Distal Roux-En-Y Gastric Bypass for the Treatment of Morbid Obesity
Jean-Marc Heinicke*, Daniel Inderbitzin, Beat SchnüRiger, Daniel Candinas, Bernhard Egger
Department of Visceral and Transplantation Surgery, Inselspital, Bern University Hospital and University of Bern, Bern, Switzerland

Background: We present mid-term results of a pilot study using a distal, only moderately restrictive Roux-en-Y gastric bypass in 50 consecutive patients suffering from morbid obesity (BMI>40 kg/m2).
Methods: The almost purely restrictive mechanism of classical gastric bypass was avoided by forming a proximal gastric pouch of approximately 60 ml on the lesser curvature and by using a 25mm circular stapler for the gastrojejunostomy. Malabsorption was achieved by constructing a common channel of 110 to 150 cm. The biliopancreatic limb length was 100cm.
Results: 25 open and later on 25 laparoscopic interventions have been performed in 32 females and 18 males with a median age of 41 years and a median BMI of 50.2 kg/m2. 6 patients had removal of a gastric banding at the same operation.
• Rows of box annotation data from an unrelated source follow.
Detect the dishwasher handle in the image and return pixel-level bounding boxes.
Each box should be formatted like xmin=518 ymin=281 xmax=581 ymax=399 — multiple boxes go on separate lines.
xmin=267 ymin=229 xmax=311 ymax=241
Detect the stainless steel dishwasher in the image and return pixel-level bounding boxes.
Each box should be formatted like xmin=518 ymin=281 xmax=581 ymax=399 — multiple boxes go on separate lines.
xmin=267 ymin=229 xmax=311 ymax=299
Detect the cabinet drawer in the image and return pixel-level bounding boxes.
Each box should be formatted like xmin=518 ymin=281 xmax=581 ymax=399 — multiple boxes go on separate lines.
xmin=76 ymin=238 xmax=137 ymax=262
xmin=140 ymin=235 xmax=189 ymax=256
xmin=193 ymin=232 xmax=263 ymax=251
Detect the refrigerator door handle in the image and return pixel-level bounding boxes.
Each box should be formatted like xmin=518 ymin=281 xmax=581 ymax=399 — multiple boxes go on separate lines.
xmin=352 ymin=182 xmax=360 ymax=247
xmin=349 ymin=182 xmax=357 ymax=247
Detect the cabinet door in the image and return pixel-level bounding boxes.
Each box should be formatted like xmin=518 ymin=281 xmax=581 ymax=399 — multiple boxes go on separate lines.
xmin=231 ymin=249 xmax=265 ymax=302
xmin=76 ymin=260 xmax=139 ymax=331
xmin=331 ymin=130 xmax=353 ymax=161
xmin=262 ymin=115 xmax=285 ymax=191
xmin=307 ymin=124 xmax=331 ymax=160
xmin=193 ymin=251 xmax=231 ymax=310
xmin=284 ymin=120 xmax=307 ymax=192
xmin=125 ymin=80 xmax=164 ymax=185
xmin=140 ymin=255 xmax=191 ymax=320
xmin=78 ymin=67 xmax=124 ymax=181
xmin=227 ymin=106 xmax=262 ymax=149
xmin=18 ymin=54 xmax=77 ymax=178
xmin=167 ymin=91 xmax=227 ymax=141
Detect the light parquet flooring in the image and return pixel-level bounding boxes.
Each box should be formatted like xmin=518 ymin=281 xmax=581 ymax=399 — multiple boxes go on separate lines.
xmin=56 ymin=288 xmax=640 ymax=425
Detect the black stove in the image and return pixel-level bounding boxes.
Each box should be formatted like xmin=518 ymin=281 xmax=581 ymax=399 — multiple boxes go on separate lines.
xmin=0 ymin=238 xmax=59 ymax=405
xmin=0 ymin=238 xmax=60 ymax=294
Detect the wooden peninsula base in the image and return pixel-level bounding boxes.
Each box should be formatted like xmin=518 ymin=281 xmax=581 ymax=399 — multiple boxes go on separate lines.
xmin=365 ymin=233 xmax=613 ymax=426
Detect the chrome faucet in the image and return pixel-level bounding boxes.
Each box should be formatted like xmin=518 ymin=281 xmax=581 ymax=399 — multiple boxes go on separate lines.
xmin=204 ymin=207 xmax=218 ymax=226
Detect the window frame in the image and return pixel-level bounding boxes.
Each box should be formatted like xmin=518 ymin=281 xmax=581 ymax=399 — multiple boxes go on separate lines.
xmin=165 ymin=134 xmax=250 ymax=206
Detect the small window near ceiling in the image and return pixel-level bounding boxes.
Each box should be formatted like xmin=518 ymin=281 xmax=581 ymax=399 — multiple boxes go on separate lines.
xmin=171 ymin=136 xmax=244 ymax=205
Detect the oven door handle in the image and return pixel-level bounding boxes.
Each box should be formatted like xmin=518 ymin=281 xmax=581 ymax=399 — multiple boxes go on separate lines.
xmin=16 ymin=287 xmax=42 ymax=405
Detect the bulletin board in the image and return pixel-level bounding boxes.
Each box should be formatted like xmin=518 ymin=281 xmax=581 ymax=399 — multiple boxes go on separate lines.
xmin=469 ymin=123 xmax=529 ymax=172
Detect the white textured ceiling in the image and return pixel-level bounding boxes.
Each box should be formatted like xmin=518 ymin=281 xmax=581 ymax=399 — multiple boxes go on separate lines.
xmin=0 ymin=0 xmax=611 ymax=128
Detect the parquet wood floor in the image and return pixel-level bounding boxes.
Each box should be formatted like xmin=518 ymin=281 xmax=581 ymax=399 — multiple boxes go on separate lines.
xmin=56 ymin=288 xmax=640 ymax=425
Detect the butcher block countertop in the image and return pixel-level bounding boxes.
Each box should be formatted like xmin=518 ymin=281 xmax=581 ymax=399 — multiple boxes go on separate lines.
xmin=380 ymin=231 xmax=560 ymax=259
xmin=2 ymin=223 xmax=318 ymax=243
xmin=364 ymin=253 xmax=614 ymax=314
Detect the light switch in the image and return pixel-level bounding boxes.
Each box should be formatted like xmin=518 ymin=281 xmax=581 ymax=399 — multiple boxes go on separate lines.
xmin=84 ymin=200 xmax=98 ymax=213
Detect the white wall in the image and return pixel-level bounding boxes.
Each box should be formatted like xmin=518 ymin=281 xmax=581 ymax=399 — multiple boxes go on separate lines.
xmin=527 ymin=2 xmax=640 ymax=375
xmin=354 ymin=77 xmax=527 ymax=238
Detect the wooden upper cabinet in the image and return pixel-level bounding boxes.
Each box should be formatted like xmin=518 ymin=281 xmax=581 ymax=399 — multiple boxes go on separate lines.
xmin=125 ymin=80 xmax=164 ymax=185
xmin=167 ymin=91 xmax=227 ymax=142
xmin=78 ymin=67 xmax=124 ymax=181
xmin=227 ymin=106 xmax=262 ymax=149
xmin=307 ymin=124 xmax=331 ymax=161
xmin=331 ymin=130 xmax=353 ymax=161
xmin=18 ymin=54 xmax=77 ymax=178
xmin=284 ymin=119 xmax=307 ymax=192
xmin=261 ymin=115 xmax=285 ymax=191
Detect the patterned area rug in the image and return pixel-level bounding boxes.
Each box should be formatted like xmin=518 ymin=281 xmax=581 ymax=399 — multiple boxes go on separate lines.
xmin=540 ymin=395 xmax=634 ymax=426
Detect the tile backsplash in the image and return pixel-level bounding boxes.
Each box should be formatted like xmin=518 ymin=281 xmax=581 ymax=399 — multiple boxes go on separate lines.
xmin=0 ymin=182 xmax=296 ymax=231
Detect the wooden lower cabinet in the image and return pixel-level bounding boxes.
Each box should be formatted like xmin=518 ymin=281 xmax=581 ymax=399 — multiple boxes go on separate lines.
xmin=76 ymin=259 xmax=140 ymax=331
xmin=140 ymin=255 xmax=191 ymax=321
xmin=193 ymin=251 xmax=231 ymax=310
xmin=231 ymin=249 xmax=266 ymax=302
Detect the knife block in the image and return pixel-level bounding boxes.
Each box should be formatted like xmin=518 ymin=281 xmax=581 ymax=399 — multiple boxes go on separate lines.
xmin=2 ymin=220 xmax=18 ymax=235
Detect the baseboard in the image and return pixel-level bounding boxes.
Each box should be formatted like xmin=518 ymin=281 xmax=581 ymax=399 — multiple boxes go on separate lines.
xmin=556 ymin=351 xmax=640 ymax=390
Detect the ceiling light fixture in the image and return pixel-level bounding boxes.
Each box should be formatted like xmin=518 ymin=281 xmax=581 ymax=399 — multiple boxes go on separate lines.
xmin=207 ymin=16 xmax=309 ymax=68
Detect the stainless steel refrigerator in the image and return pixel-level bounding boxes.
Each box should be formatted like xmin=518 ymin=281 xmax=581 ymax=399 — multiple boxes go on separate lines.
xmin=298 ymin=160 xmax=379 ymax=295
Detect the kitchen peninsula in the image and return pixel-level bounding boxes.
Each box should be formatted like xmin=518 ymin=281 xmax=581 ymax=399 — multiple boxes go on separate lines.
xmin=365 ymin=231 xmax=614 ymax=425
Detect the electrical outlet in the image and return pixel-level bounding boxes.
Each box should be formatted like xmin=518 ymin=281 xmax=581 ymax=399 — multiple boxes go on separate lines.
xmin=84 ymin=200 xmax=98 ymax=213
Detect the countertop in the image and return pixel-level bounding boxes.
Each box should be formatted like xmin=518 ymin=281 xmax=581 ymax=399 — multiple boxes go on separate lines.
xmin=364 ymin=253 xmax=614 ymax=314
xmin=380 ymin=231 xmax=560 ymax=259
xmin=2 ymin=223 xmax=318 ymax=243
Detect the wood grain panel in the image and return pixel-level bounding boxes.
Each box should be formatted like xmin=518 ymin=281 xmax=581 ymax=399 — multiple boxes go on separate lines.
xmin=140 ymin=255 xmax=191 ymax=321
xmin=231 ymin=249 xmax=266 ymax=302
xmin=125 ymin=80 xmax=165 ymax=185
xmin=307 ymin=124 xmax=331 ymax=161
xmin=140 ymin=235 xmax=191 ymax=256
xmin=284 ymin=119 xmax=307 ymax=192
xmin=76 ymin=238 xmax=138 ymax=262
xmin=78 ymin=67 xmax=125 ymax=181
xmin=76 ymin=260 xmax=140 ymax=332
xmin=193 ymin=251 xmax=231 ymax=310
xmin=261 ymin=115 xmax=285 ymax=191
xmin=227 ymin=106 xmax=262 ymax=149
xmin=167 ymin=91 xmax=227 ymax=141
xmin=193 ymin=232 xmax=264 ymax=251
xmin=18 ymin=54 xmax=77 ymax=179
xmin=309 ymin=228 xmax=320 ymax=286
Median postoperative hospitalisation time was 11 days. No severe intraoperative complications have been observed and no anastomotic leakage was noted in the postoperative period. 4 patients needed balloon dilation of an anastomotic stricture. Besides these 4 patients no others have been reporting vomiting or marked restriction in food intake so far. 15 patients were having intermittent diarrhea or steatorrhea, treated by pancretic enzyme supplementation. Two marginal ulcers occurred at the gastrojejunostomy. The actual median follow-up time is 18 months. All patients showed a remarkable good weight loss with an overall median BMI-reduction of 17 to an actual median BMI of 31.9 kg/m2, corresponding to a EBL of 73%. Obesity-related comorbid conditions were significantly reduced or cured.
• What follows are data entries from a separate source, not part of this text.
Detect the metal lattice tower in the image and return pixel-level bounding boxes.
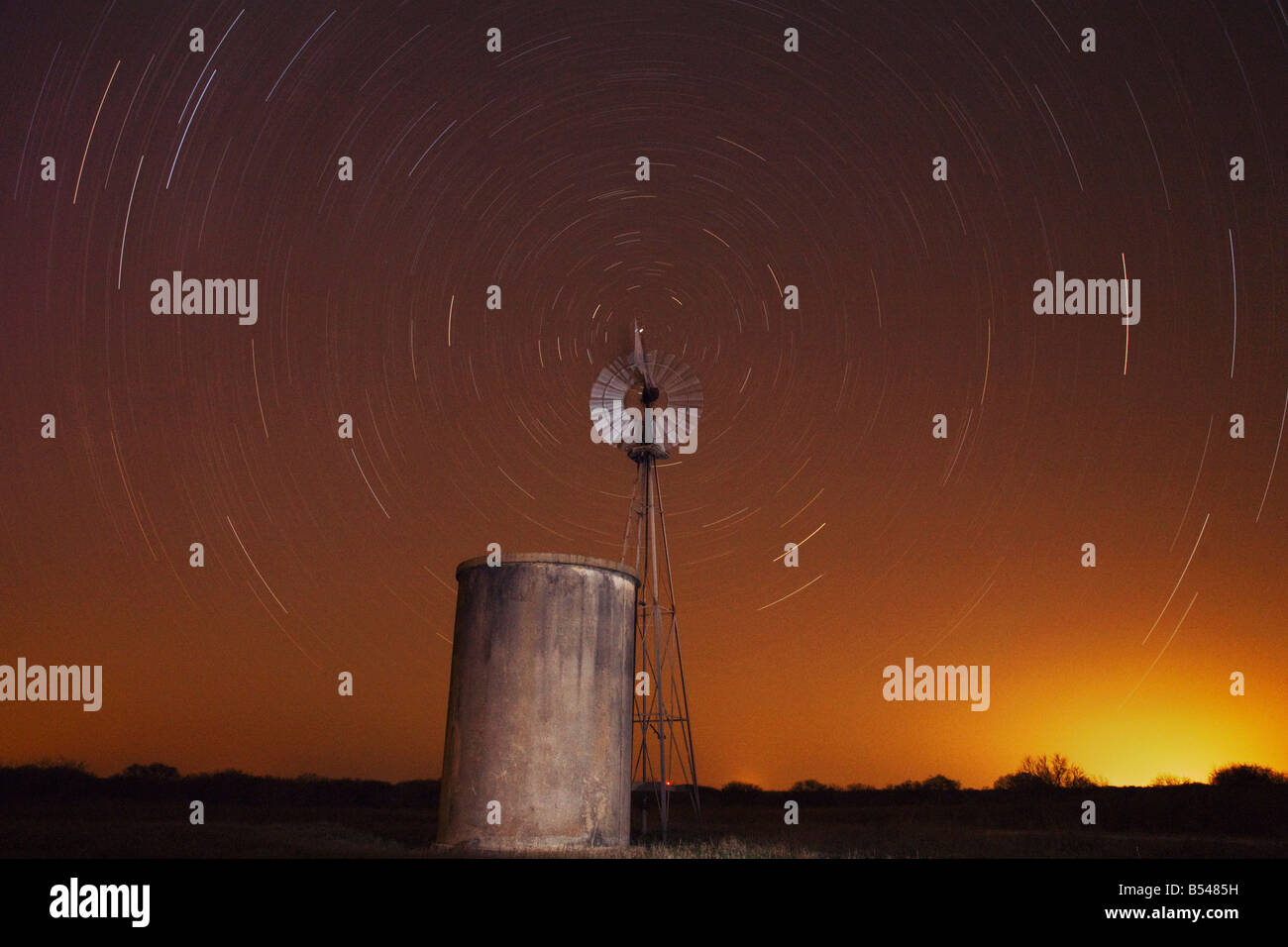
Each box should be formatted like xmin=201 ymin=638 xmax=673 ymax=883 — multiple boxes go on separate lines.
xmin=590 ymin=325 xmax=702 ymax=840
xmin=622 ymin=443 xmax=702 ymax=841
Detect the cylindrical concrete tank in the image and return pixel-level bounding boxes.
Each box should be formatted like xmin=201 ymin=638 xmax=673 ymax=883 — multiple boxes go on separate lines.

Conclusion: dRYGB shows excellent results with marked reduction of weight and comorbid conditions. This new technique has proved to be feasible and safe. Avoiding massive restrictive measures allows a more physiological food intake and a continuous increase in quality of life in comparison to patients after a mainly restrictive intervention. Furthermore the risk of protein malabsorption is greatly reduced compared to biliopancreatic diversion.